She is responsible for the management and supervision of a team of ten lawyers undertaking a full range of employment law cases and advice work on behalf of a number of trade unions and their members.
She has responsibility for her own small caseload of strategically important cases, providing advice on all aspects of employment law but particularly discrimination law and the Transfer of Undertakings (Protection of Employment) Regulations.
She is a member of Thompsons’ Trade Union Law Group and is responsible for providing employment law advice at national level to one of Thompsons’ trade union clients as well as advising on the law relating to their national industrial action campaigns.
Rachel has been involved in a number of significant cases, including:
Bent and ors v Central Manchester University Hospitals NHS Foundation Trust  - The Manchester employment tribunal found that a pay progression policy unilaterally imposed by the Trust constituted a breach of Agenda for Change (a nationally agreed set of terms and conditions). As the case was being treated as a national test case by both unions and employers, other NHS Trusts subsequently withdrew similar policies.
Secretary of State for Work and Pensions v Mr B Whyment McCarthy  - the Employment Appeal Tribunal (EAT) upheld a tribunal decision that the way in which the employer had dealt with a complaint against the claimant amounted to unlawful discrimination on the ground of his sexual orientation.
Lyle v Bury Metro Racial Equality Council and ors  - the EAT upheld the tribunal decision that the employer had failed to make reasonable adjustments by not considering the installation of a stair lift.
Khan v Manchester Primary Care Trust  - the Manchester employment tribunal found that the employer’s decision not to appoint the claimant to a post amounted to unlawful discrimination on grounds of her race and awarded compensation of £58,000.
Rachel regularly provides training seminars on employment law for union clients at both local and national level.
She writes commentary on employment law matters for Thompsons’ Labour and European Law Review and also provides employment law surgeries for union regional officials in the north west.
Rachel is a member of the Industrial Law Society.

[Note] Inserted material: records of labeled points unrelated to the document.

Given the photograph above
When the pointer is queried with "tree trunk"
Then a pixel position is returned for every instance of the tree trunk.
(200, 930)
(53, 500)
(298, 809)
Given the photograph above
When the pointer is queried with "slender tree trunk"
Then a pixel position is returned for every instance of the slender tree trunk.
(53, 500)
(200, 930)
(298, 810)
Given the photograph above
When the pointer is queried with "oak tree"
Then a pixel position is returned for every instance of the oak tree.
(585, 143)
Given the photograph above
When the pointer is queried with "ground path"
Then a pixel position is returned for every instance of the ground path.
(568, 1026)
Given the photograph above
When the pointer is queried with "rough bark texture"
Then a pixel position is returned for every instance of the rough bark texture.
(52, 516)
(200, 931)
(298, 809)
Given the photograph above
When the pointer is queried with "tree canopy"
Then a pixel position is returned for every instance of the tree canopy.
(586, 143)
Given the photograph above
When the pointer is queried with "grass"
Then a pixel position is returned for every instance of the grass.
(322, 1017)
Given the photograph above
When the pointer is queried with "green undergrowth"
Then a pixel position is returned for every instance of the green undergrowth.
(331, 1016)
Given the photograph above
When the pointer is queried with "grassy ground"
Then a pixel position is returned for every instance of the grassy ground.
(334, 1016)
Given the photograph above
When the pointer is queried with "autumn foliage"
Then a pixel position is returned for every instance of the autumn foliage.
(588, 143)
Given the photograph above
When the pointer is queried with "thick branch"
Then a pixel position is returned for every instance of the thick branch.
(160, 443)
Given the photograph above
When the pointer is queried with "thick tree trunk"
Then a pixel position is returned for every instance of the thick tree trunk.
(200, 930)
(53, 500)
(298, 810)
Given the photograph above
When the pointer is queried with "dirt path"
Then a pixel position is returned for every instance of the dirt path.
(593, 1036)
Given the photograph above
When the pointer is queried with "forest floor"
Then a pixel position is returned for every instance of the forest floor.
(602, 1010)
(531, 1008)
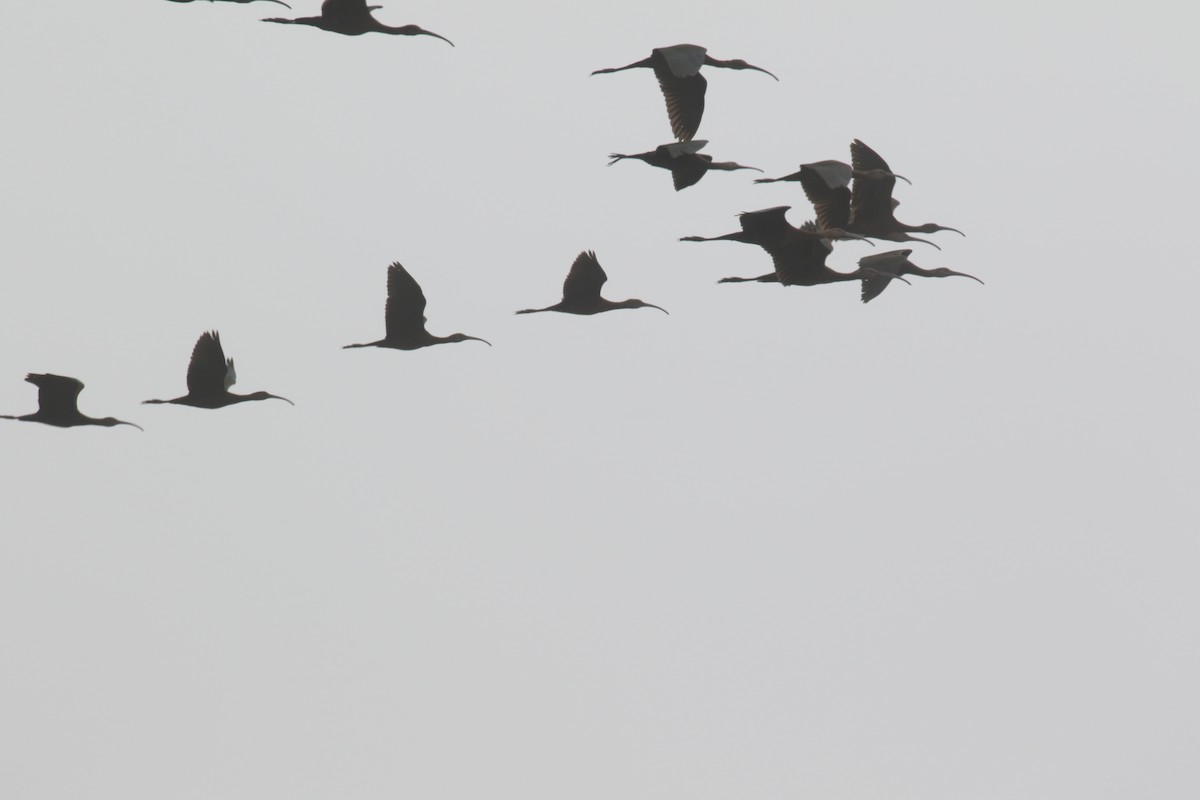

Rachel qualified as a solicitor in 1999. She worked at Brain Chase Coles as a civil litigation and employment lawyer before joining Thompsons’ employment rights unit in 2002.
National union official : “We are delighted with the judgment and can I add my thanks to you and everyone else involved in this key case.”
Regional union official: “That’s brilliant you’ve done really well Rachel. I do remember how complicated it was”.
Union member: ” I was extremely impressed at all times by your professional competence and I felt extremely safe in your hands.”